Aul tersentak kaget. Dia mengejar ayahnya ke teras, tapi ayahnya sudah bergegas menjauh dengan payung melindunginya; menghilang dibalik pohon pucuk merah yang pendek dan rindang itu.

Aul tidak tahu kalau Bi Surti pulang, berarti kini dia sendirian di rumah.
Dengan mendekapkan kedua tangannya ke dada, Aul melihat ke sekeliling halaman rumahnya yang penuh dengan bermacam tanaman. Hujan membuat suasana lebih temaram, dingin, dan mencekam. Dia menyalakan lampu teras lalu berwudhu di kran depan rumahnya.

Wudhunya terhenti ketika ada suara seperti ranting terinjak dari samping rumah. Aul tidak berani melihatnya, cepat-cepat dia selesaikan wudhu dan bergegas masuk ke dalam rumah.

Gadis  kecil itu mendengarkan suara adzan dari ruang tengah, mukena putih sudah menyelimuti tubuhnya. Gerimis berhenti berbarengan dengan Adzan berhenti, lalu sepi, yang terdengar hanya suara titik-titik sisa air hujan dari talang rumahnya, suara jangkrik, dan detak jam dinding. Tidak berapa lama, terdengar suara burung kecil di samping rumahnya yang ditumbuhi pohon kelor, menciak-ciak memecah kesunyian.

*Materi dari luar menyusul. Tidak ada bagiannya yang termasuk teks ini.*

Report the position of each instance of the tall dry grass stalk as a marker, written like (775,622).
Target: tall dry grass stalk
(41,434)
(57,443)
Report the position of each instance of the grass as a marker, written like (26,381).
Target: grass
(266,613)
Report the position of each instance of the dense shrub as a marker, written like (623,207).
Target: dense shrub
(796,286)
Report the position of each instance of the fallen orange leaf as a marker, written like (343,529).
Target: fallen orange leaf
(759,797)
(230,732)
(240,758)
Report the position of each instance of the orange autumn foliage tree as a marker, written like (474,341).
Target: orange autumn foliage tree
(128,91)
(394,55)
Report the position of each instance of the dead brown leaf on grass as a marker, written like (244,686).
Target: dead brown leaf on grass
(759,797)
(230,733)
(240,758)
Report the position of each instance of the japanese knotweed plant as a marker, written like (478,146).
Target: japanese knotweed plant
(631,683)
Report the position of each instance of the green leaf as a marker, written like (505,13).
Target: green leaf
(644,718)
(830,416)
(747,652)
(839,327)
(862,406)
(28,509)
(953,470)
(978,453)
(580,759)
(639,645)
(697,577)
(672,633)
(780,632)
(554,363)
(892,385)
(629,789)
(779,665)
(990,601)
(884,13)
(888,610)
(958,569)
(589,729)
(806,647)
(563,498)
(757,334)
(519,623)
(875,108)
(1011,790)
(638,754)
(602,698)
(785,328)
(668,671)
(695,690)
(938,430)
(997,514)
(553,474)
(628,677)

Kata orang, maghrib adalah waktu peralihan, digunakan makhluk halus untuk berkeliaran. Walaupun di samping rumahnya banyak pohon kelor, tapi kan hanya di halaman samping.

Belakang rumahnya ada kali, hanya terhalang benteng dan kebun pisang. Di seberang kali itu ada kuburan lama, katanya kuburan orang cina yang dulu tinggal di sana.

Aul berdo’a semoga saja malam ini tidak ada kunang-kunang, kata Fany kunang-kunang itu kukunya orang yang sudah meninggal. Aul tidak percaya, tapi tetap saja, dia jadi takut kalau melihat kunang-kunang.
Samar-samar dia mendengar suara lemari dibuka. Jauh sekali, entah dimana. Juga gemericik air dari kran. Aul harap itu hanya tetesan sisa air hujan.

Jantung Aul dag dig dug, merasakan sekelilingnya semakin mencekam. Dia lihat ke atas, cicak di langit-langit ruangan menggerak-gerakkan ekornya, kedua matanya seperti sedang menatap dirinya. Aul menunduk, tidak berani melihat cicak itu. Takut penjelmaan! Nyamuk berdenging di dekat kupingnya juga tidak berani dia halau, takut penjelmaan juga. Aul menutup kupingnya, tidak ingin mendengar suara-suara aneh yang mungkin saja suara makhluk halus.

Dia belum berani beranjak dari sofa, tubuhnya kaku, takut untuk melihat kanan kiri. Aul terus saja menunduk, untung saja dia masih ingat sama Allah. Sambil memejamkan mata dibacanya surat al-fatihah dan ayat kursi dengan bergumam. Hari ini dia takut sekali, Aul keringetan padahal di luar hujan. Ayahnya tidak mungkin cepat kembali, maghrib baru mulai.

Angin kencang menebak daun pintu. Kreeeett …  Brukk!
Pintu depan berderit, terbuka sedikit lalu menutup lagi. Aul tersentak, langsung beranjak merapatkan badannya ke dinding.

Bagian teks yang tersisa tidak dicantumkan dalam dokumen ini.